The film “Boycott” follows the stories of a news publisher in Arkansas, an attorney in Arizona, and a speech therapist in Texas, who, when forced to choose between their jobs and their political beliefs, launch legal battles that expose an attack on freedom of speech across the US. The film traces the impact of state legislation passed in 34 states designed to penalize individuals and companies that choose to boycott Israel due to its human rights record. A legal thriller with “accidental plaintiffs” at the center of the story, “Boycott” is a bracing look at the far-reaching implications of anti-boycott legislation and an inspiring tale of everyday Americans standing up to protect our rights in an age of shifting politics and threats to freedom of speech.

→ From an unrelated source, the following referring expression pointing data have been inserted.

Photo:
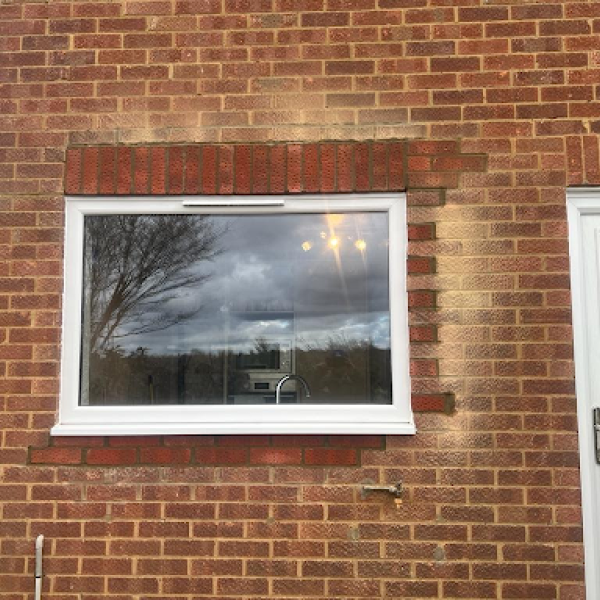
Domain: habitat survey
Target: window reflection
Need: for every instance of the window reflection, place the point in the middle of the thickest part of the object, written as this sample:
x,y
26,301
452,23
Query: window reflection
x,y
195,309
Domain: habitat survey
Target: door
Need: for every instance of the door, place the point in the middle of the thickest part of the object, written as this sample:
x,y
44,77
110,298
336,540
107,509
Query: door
x,y
584,242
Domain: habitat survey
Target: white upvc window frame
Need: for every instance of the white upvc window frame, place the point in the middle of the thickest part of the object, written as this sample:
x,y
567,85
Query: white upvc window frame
x,y
74,419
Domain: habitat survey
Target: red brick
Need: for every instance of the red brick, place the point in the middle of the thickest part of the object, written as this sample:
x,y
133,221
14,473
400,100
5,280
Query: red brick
x,y
60,456
111,456
330,456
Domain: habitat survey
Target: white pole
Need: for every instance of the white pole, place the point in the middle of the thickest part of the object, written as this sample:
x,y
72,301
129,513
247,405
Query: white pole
x,y
39,545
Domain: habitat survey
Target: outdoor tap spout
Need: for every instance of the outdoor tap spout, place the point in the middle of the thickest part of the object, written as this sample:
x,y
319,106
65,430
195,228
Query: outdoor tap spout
x,y
288,378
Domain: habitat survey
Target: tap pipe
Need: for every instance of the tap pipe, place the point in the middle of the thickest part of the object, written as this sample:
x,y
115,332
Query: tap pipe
x,y
293,378
39,546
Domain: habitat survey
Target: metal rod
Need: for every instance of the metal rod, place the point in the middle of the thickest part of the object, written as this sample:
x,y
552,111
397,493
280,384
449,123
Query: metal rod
x,y
39,546
396,490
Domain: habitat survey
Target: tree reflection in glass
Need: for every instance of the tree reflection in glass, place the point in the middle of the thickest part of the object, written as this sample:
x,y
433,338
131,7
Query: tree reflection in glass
x,y
215,309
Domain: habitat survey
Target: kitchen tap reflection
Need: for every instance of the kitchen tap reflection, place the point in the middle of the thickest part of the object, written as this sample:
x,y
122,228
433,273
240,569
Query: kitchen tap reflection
x,y
282,381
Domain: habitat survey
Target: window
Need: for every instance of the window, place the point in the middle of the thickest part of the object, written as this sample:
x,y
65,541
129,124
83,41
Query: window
x,y
235,315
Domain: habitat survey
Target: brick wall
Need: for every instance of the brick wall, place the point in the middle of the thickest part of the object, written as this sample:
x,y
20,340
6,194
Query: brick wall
x,y
494,109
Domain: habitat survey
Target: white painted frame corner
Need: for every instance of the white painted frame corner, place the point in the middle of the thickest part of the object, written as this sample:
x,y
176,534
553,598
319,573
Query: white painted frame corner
x,y
74,419
581,202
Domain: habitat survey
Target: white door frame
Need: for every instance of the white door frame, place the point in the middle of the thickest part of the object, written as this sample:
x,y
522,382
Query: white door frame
x,y
582,202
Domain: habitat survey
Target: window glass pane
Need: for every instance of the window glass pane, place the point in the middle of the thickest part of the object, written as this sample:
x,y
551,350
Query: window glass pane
x,y
197,309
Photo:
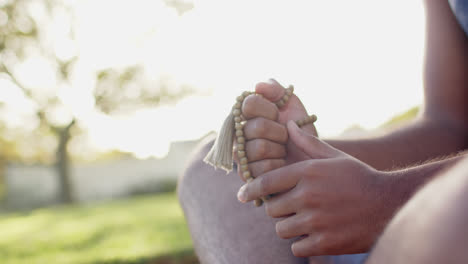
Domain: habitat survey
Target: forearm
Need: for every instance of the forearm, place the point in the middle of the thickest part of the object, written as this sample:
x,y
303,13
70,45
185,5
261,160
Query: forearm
x,y
422,140
402,184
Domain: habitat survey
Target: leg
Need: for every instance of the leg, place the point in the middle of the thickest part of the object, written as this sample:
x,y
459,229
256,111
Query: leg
x,y
224,230
431,227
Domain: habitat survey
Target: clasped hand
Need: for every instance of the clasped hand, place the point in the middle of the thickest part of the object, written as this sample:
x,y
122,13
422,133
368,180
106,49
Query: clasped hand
x,y
329,200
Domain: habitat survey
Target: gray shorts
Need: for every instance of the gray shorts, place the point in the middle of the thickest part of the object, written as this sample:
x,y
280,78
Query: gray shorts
x,y
346,259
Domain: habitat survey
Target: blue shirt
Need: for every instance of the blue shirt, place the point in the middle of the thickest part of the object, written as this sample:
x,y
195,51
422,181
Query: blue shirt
x,y
460,9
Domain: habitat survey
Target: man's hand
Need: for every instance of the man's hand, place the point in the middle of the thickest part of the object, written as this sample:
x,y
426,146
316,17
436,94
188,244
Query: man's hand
x,y
333,201
267,145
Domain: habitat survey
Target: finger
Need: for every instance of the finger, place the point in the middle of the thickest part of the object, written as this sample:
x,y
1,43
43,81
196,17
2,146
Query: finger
x,y
262,166
293,226
259,149
311,145
275,181
270,89
267,129
282,205
256,106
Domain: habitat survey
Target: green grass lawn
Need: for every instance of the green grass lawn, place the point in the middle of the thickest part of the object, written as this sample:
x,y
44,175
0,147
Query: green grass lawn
x,y
146,229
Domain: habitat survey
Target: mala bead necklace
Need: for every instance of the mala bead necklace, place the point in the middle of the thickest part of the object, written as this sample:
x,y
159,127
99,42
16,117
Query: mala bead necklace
x,y
220,155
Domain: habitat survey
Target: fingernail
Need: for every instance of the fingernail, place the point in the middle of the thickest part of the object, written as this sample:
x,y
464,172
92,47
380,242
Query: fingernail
x,y
242,195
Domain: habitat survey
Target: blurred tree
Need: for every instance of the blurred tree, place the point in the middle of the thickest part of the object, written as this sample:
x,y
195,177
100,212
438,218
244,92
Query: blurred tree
x,y
23,34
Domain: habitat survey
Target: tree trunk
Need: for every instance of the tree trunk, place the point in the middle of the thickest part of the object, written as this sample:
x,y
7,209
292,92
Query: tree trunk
x,y
63,164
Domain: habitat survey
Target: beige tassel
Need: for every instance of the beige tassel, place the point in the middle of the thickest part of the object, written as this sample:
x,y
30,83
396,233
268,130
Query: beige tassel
x,y
220,155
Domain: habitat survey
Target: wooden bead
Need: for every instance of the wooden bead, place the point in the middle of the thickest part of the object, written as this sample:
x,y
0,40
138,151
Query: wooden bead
x,y
243,161
313,118
258,202
244,167
246,175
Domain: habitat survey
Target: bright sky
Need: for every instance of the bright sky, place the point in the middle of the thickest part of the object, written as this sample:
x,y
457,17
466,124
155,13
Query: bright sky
x,y
352,62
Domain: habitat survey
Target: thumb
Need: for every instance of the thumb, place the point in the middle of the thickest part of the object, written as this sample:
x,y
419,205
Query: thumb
x,y
311,145
271,90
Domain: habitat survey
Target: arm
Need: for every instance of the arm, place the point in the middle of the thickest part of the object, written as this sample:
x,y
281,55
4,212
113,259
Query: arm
x,y
340,203
442,128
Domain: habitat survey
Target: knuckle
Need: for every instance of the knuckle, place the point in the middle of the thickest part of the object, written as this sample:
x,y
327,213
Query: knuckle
x,y
260,127
299,251
323,244
281,230
269,209
268,165
264,183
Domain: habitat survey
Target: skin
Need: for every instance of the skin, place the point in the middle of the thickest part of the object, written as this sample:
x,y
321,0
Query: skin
x,y
327,178
415,234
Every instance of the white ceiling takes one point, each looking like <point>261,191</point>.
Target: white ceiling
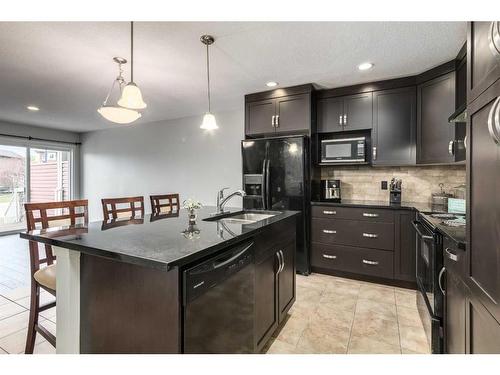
<point>66,68</point>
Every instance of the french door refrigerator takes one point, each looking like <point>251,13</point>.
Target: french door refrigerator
<point>276,177</point>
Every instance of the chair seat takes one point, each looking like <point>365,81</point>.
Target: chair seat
<point>46,276</point>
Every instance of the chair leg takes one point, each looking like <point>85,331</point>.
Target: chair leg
<point>34,306</point>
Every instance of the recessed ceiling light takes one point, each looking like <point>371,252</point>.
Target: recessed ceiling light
<point>365,66</point>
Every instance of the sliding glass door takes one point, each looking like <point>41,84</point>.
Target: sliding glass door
<point>13,178</point>
<point>31,174</point>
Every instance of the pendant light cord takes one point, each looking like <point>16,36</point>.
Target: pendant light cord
<point>132,51</point>
<point>208,80</point>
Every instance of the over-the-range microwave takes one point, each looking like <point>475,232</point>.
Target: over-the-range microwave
<point>343,150</point>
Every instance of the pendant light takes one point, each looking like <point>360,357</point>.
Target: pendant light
<point>131,95</point>
<point>114,112</point>
<point>209,122</point>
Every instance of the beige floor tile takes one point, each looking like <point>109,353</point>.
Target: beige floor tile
<point>409,317</point>
<point>413,338</point>
<point>292,330</point>
<point>14,323</point>
<point>323,339</point>
<point>44,348</point>
<point>10,309</point>
<point>280,347</point>
<point>18,293</point>
<point>406,298</point>
<point>376,329</point>
<point>15,342</point>
<point>377,294</point>
<point>365,345</point>
<point>369,309</point>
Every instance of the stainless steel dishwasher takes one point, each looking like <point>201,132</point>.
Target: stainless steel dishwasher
<point>219,303</point>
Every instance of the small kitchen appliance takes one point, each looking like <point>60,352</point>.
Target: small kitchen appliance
<point>330,190</point>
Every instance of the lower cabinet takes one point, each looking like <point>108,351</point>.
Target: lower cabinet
<point>365,241</point>
<point>274,288</point>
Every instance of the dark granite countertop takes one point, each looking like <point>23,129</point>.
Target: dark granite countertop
<point>419,206</point>
<point>162,241</point>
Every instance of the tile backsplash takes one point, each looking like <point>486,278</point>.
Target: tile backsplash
<point>364,182</point>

While the original anti-boycott laws passed with bi-partisan support, beginning in 2021, conservative legislators began to introduce copycat bills taking aim at boycotts of the fossil fuels and firearms industries. Most recently, legislators modified the bill once more to target those organizing for transgender peoples’ rights, abortion access and workplace equity. Since the start of 2023 alone, over 30 copycat bills have been introduced in state legislatures across the country.
The screening of “Boycott” will be followed by a robust discussion about the ongoing legal fight to protect the right to boycott in America and will include the filmmakers and film protagonists.

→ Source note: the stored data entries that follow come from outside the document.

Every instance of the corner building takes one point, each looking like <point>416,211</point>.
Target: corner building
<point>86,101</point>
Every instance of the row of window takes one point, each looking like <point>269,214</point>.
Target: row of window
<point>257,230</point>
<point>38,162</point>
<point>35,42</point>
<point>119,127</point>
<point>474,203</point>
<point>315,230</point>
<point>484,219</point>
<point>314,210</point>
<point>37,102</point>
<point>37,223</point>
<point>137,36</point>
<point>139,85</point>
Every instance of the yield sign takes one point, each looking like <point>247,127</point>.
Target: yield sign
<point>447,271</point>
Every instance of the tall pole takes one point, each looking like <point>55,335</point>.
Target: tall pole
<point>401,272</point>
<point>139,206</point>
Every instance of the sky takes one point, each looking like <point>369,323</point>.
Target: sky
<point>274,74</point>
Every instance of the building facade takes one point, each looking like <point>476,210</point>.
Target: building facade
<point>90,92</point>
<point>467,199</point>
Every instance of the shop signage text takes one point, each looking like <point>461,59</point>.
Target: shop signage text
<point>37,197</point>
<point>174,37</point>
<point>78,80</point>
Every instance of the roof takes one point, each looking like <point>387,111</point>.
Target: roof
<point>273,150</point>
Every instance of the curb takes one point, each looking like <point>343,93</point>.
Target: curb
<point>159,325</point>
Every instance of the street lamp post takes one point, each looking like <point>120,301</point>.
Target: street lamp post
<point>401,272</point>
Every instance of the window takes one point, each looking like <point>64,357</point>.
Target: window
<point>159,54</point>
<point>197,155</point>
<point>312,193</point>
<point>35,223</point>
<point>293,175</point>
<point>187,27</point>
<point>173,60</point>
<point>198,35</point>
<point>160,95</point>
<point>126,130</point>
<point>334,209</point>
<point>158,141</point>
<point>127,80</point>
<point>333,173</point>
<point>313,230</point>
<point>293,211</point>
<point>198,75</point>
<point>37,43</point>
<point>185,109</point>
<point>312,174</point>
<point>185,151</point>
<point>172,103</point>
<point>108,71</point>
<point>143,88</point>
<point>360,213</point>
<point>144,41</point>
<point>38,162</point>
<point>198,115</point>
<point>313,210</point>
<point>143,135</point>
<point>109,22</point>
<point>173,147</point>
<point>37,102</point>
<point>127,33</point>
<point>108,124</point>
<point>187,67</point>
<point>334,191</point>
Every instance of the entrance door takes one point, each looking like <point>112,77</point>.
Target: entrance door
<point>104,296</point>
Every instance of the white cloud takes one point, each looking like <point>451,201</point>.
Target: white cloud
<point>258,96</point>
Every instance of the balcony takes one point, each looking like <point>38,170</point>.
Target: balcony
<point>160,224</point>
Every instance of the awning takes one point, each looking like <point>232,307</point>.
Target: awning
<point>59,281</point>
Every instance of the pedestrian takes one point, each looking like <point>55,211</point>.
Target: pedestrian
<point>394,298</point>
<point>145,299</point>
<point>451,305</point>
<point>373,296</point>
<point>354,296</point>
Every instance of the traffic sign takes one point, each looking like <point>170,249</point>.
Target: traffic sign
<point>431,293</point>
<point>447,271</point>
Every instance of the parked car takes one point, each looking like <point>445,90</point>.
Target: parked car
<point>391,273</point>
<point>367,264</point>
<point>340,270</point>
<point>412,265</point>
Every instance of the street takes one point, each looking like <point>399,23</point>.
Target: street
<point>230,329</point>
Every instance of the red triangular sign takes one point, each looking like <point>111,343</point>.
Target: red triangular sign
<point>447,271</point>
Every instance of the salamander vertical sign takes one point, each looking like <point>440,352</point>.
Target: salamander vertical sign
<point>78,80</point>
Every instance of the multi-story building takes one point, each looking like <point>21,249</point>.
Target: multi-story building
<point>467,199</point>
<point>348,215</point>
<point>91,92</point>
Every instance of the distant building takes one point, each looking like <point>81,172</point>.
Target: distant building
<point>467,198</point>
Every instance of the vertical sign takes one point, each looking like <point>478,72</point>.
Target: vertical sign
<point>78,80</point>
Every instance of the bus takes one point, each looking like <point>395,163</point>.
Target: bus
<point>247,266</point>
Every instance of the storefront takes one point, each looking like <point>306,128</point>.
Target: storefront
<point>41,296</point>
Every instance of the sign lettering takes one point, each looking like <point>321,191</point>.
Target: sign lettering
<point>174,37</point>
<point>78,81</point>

Since the film’s launch in 2021, “Boycott” has screened in over 130 locations from SXSW in Texas to Hot Docs in Toronto and diverse communities from Jews for Racial and Economic Justice (JFREJ) to the American Civil Liberties Union (ACLU), Netroots Nation, the Motion Pictures Association and more. The film has screened at prominent universities including Yale Law School, Oberlin College, Barnard College, Columbia University, Bard College and many more. Boycott has also spurred coverage in major outlets including the New York Times, CNN, MSNBC, TIME and, most recently, NPR’s On the Media.

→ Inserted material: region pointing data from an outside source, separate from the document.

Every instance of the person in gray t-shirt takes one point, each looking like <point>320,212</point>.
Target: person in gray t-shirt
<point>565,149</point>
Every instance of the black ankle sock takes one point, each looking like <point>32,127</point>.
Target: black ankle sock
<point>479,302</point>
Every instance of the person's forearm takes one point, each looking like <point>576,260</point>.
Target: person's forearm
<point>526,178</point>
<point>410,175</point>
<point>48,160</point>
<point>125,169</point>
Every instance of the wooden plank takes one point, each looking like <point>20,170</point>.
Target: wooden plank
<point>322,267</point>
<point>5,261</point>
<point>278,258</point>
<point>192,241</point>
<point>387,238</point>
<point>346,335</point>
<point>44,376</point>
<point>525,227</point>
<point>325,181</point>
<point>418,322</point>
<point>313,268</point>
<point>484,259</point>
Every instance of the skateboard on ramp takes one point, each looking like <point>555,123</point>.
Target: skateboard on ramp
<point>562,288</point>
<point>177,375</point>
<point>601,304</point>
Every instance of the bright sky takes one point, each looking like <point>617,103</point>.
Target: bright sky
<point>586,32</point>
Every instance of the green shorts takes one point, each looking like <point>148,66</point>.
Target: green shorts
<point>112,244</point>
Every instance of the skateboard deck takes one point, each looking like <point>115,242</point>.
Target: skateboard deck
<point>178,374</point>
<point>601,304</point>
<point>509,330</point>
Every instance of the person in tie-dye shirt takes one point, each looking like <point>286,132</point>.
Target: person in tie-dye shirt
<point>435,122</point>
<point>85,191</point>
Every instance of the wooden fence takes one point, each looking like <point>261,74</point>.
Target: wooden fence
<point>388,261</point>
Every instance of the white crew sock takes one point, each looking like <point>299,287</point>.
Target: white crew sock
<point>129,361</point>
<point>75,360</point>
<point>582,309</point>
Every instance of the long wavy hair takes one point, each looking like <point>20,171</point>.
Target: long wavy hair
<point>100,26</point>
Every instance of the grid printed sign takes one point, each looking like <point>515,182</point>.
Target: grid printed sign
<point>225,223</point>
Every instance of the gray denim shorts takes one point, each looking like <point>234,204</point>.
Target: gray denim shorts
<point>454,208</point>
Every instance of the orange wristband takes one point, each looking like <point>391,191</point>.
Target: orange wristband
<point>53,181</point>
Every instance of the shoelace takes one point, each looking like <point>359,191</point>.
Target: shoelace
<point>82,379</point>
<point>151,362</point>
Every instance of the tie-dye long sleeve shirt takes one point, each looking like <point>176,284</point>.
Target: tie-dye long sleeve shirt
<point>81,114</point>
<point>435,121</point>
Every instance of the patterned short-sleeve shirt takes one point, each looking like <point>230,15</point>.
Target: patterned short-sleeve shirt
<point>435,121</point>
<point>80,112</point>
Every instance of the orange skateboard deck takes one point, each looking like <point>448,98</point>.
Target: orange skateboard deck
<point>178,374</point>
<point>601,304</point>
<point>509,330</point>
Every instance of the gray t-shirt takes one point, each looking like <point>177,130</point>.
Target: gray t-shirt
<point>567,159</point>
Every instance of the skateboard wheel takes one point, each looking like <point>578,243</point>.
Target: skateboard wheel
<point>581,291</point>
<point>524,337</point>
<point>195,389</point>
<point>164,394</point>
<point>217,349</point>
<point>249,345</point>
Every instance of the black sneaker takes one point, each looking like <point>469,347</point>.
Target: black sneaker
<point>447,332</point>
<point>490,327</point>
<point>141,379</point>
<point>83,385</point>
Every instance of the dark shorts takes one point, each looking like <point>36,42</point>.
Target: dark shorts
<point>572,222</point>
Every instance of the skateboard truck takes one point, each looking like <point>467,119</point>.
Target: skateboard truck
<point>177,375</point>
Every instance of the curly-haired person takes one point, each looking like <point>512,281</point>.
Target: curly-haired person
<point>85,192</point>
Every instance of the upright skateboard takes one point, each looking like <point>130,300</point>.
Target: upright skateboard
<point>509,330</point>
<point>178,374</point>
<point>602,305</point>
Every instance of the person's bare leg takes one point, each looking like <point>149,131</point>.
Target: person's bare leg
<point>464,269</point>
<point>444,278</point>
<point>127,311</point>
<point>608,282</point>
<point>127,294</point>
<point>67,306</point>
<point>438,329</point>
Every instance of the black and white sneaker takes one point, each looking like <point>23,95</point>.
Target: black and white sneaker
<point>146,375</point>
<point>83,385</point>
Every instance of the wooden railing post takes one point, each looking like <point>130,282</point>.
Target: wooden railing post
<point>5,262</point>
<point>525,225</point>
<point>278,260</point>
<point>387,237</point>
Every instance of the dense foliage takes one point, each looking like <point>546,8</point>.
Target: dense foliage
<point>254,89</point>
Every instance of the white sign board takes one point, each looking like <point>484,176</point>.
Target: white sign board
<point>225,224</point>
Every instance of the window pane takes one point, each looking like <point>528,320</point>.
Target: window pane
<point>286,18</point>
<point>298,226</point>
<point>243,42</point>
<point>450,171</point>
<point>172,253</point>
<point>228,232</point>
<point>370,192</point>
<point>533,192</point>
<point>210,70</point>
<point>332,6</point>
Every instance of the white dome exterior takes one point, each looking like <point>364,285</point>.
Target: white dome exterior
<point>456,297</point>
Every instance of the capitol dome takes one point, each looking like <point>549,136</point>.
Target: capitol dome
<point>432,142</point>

Julia Bacha is the director of “Boycott”, as well as a Peabody and Guggenheim award-winning filmmaker and Creative Director at Just Vision. Her directing credits include Encounter Point (Tribeca 2006), Budrus (Berlinale 2009), My Neighbourhood (Tribeca 2012), Naila and the Uprising (IDFA 2017), and Boycott (SXSW 2022). In addition to over thirty film festival awards, Julia is the recipient of the King Hussein Leadership Prize, the Ridenhour Film Prize, the Medal of Excellence from Columbia University and the Chicken & Egg Award. She is a member of the Academy of Motion Pictures Association’s documentary branch and has given two widely watched TED talks on nonviolent resistance.
Brian Hauss is a Boycott protagonist and senior staff attorney with the ACLU Speech, Privacy, and Technology Project. Brian is the chief litigator on multiple lawsuits challenging anti-boycott legislation in Kansas, Arizona and Texas.
Diala Shamas is a Senior Staff Attorney at the Center for Constitutional Rights, where she works on challenging government and law enforcement abuses perpetrated under the guise of national security, both in the U.S. and abroad. Prior to joining the Center for Constitutional Rights, Diala was a Clinical Supervising Attorney and Lecturer in Law at Stanford Law School, and a Senior Staff Attorney supervising the CLEAR (Creating Law Enforcement Accountability & Responsibility) project at CUNY School of Law. Diala has also worked on a range of international human rights issues. Shamas received her undergraduate and law degrees from Yale, where she was an editor for the Yale Human Rights and Development Law Journal. She has been published by or appeared in major news outlets, including the New York Times, The Nation, DemocracyNow!, CNN.com, The Washington Post, NPR, Full Frontal with Samantha Bee, This American Life, and The Intercept.
Erica Chenoweth (Moderator) directs the Harvard Nonviolent Action Lab, an innovation hub that provides empirical evidence in support of movement-led political transformation. Chenoweth has authored or edited nine books and dozens of articles on mass movements, nonviolent resistance, terrorism, political violence, revolutions, and state repression. Chenoweth maintains the NAVCO Data Project, one of the world’s leading datasets on historical and contemporary mass mobilizations around the globe.
This event is co-sponsored by the Carr Center’s Human Rights Film Series (Harvard Kennedy School) and the Religion, Conflict, and Peace Initiative (Religion and Public Life at Harvard Divinity School).